-----forwarded message----- The Arts and Humanities Data Service (AHDS) has published a new Guide to Good Practice, 'Developing Linguistic Corpora'. It is edited by Martin Wynne from the Literature, Languages and Linguistics branch of the AHDS, which is hosted by the Oxford Text Archive.
The printed book can be ordered online from Oxbow Books (http://www.oxbowbooks.com/) for £15 plus post and packing, and the full text is available for free online at http://ahds.ac.uk/linguistic-corpora/
In this volume, a selection of leading experts offer advice to help the reader to ensure that their corpus is well-designed and fit for the intended purpose.
As John Sinclair writes in the first chapter: "A corpus is a remarkable thing, not so much because it is a collection of language text, but because of the properties that it acquires if it is well-designed and carefully-constructed."

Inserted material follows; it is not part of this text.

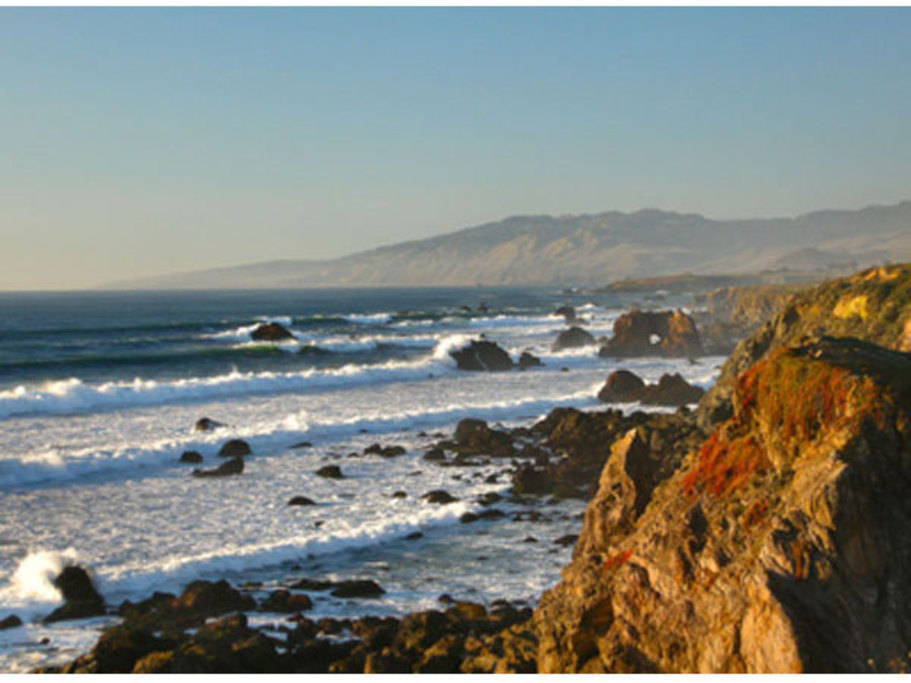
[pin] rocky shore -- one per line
(768, 530)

The collection includes the following chapters:
* 'Corpus and text: basic principles' by John Sinclair * 'Adding linguistic annotation' by Geoffrey Leech * 'Metadata for corpus work' by Lou Burnard * 'Character encoding in corpus construction' by Tony McEnery and Richard Xiao * 'Spoken language corpora' by Paul Thompson * 'Archiving, distribution and preservation' by Martin Wynne
John Sinclair sets out ten principles for corpus design, plus a new definition of a corpus. Geoffrey Leech offers a taxonomy of types of annotations as well as clear guidelines and some provisional standards for annotation at various linguistic levels. Lou Burnard explains the different types of metadata which can be provided for a corpus, and gives examples of how these can be implemented using the Text Encoding Initiative guidelines. Tony McEnery and Richard Xiao take on the tricky issue of encoding characters in languages other than English, giving an historical overview of the various solutions, leading to a discussion of how to use Unicode today in encoding corpus texts. Paul Thompson draws on his experience in developing the British Academic Spoken English (BASE) corpus to set out the stages involved in the development and exploitation of a corpus of speech, covering data collection, transcription, markup and annotation, and access. In chapter six, Martin Wynne explains how good planning and design can help to ensure the ongoing availability and usefulness of a corpus.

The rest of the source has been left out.